I am sure there are edge cases, but I wanted to get this proposal into the discussion before the train left the station.
If you find any such edge cases please comment below — possibly providing any suggestions you may have — and I will do my best to address them.
This proposal does not contain any backwards incompatible changes as far as I am aware.
Some will (and should) see some similarities between this proposal and interface{}
types in GoLang. However, this proposal was influenced by its authors use of Go interfaces, it is not proposing to copy Go interfaces as Go and PHP are two significantly different languages.
@mindplay-dk — Thank you for taking the time to explain generics in detail.
However, understanding the concept of generics has never been my problem. I understand them perfectly. I even understood that I needed them back in the late 80s when I was programming in C before I knew they existed in C++.
What my concerns are with generics is reasoning about them, in practice. I can probably explain best with an analogy to high school algebra. I can solve an equation with one or two unknowns in my head. But to solve for 3 or more unknowns requires pencil and paper, at least for me.
So when I try to reason about code that uses Java-style generics I feel like I am trying to solve an equation with 4 unknowns in my head, and so I end up having to use pencil and paper to get my head around code, and for me that makes coding a lot more tedious and much less enjoyable.
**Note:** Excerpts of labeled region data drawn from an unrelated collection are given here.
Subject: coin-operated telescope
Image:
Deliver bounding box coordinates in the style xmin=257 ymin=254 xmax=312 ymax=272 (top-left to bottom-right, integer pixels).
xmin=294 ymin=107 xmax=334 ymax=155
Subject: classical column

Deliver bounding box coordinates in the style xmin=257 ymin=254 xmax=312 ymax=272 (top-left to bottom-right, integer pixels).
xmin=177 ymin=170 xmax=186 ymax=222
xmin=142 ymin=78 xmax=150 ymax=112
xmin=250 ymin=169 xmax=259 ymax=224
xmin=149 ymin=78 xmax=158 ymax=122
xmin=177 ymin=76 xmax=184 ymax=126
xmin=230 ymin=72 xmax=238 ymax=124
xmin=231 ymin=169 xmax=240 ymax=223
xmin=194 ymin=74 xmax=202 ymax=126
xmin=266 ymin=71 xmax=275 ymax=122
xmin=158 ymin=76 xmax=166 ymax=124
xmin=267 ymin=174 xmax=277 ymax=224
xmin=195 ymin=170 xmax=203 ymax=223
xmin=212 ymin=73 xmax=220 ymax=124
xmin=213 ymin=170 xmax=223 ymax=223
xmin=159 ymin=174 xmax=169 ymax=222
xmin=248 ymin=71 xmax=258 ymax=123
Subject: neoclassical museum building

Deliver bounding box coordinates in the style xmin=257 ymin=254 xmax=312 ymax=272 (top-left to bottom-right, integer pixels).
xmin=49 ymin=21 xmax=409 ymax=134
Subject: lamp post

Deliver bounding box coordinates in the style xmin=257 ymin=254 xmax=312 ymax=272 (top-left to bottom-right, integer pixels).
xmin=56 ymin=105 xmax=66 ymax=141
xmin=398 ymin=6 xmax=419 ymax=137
For some reason the Go-style contracts make so much more sense to me. And although I have yet to program with them I feel like they will be much easier to reason about than code where I have to mentally translate type abstraction in every expression that uses them.
Maybe it is because I find languages that use keywords — like
type
— rather than symbols easier to reason about, or more likely because I tend to find structural typing easier to work with than nominal typing, and Go's contracts are more like structural typing than nominal typing, although Go's contracts are in fact named, they represent a set of capabilities which is what structural typing is about.The fact that I can think about a function accepting parameters each with a single (pseudo-)type makes it so much easier for me to reason about than having to reason about a function's logic that hinges on an abstraction.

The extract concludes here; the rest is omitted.